R has been named the eleventh most dreaded programming language in the 2022 StackOverflow Developer Survey.

Also, it is a free app, so there must be something wrong with it, right?

But whatever, R is deprecated anyway; the modern way is to use tidyverse.

Or we should all just switch to Python.

Yeah, nah.

R (GNU S) as a language and an environment¶

Let’s get one[1] thing straight: R is not just a statistical package. It is a general-purpose, high-level programming language that happens to be very powerful for numerical, data-intense computing activities of any kind. It offers extensive support for statistical, machine learning, data analysis, data wrangling, and data visualisation applications, but there is much more.

As we detail below, R has a long history. It is an open-source version of the S environment, which was written for statisticians, by statisticians. Therefore, it is a free, yet often more capable alternative to other software (but without any strings attached). Unlike in some of them, in R, a spreadsheet-like GUI is not the main gateway for performing computations on data. Here, we must write code to get things done. Despite the beginning of the learning curve’s being a little steeper for non-programmers, in the long run, R empowers us more because we are not limited to tackling the most common scenarios.

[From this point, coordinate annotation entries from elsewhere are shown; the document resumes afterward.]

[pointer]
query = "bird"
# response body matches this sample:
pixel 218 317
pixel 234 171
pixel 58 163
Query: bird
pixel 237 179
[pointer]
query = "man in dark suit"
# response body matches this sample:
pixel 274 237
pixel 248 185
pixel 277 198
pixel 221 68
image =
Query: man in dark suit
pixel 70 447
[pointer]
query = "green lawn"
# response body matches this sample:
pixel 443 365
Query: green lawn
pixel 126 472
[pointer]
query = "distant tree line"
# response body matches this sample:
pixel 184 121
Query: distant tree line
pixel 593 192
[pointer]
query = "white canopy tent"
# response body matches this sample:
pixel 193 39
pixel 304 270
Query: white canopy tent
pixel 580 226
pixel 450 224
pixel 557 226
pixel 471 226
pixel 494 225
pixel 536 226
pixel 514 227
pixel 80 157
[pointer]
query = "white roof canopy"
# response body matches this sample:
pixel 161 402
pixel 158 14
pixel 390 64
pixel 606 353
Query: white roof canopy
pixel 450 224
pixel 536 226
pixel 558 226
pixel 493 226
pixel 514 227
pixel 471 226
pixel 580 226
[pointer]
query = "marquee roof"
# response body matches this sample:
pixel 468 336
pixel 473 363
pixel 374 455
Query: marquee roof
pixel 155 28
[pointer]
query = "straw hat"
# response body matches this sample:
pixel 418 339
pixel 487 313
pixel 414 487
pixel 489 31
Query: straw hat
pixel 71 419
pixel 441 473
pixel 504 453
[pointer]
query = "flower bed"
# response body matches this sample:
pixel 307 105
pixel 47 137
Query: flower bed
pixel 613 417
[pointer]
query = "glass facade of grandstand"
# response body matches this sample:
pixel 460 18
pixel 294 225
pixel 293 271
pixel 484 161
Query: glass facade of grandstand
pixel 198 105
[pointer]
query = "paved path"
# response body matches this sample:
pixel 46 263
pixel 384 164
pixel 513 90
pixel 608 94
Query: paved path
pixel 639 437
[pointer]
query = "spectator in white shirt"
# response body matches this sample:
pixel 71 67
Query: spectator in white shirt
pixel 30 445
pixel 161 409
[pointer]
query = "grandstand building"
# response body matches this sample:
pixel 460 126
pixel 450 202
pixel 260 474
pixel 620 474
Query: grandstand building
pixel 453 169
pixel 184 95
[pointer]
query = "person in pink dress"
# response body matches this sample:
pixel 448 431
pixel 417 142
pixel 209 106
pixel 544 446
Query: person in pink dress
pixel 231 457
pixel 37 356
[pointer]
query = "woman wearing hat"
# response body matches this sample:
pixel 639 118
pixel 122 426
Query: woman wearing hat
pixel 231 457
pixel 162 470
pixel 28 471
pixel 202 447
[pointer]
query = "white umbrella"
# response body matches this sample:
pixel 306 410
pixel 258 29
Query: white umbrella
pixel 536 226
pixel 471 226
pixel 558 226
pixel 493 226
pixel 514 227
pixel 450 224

If some functionality is missing or does not suit our needs, we can easily (re)implement it ourselves.

R is thus very convenient for rapid prototyping. It helps turn our ideas into fully operational code that can be battle-tested, extended, polished, run in production, and otherwise enjoyed. As an interpreted language, it can be executed not only in an interactive read-eval-print loop (command–result, question–answer, …), but also in batch mode (running standalone scripts).

Therefore, we would rather position R amongst such environments for numerical or scientific computing as Python with numpy and pandas, Julia, GNU Octave, Scilab, and MATLAB. However, it is more specialised in data science applications than any of them. Hence, it provides a much smoother experience. This is why, over the years, R has become the de facto standard in statistics and related fields.

Important

R is a whole ecosystem. Apart from the R language interpreter, it features advanced:

graphics capabilities (see Chapter 13),
a consistent, well-integrated help system (Section 1.4),
ways for convenient interfacing with compiled code (Chapter 14),
a package system and centralised package repositories (such as CRAN and Bioconductor; Section 7.3.1),
a lively community of users and developers – curious and passionate people, like you and yours cordially.

Note

R [71] is a dialect of the very popular S system designed in the mid-1970s by Rick A. Becker, John M. Chambers, and Allan R. Wilks at Bell Labs see [3, 4, 5, 6] for historical notes and [7, 10, 14, 58] for works on newer versions of S. Quoting from [4]:

The design goal for S is, most broadly stated, to enable and encourage good data analysis, that is, to provide users with specific facilities and a general environment that helps them quickly and conveniently look at many displays, summaries, and models for their data, and to follow the kind of iterative, exploratory path that most often leads to a thorough analysis. The system is designed for interactive use with simple but general expressions for the user to type, and immediate, informative feedback from the system, including graphic output on any of a variety of graphical devices.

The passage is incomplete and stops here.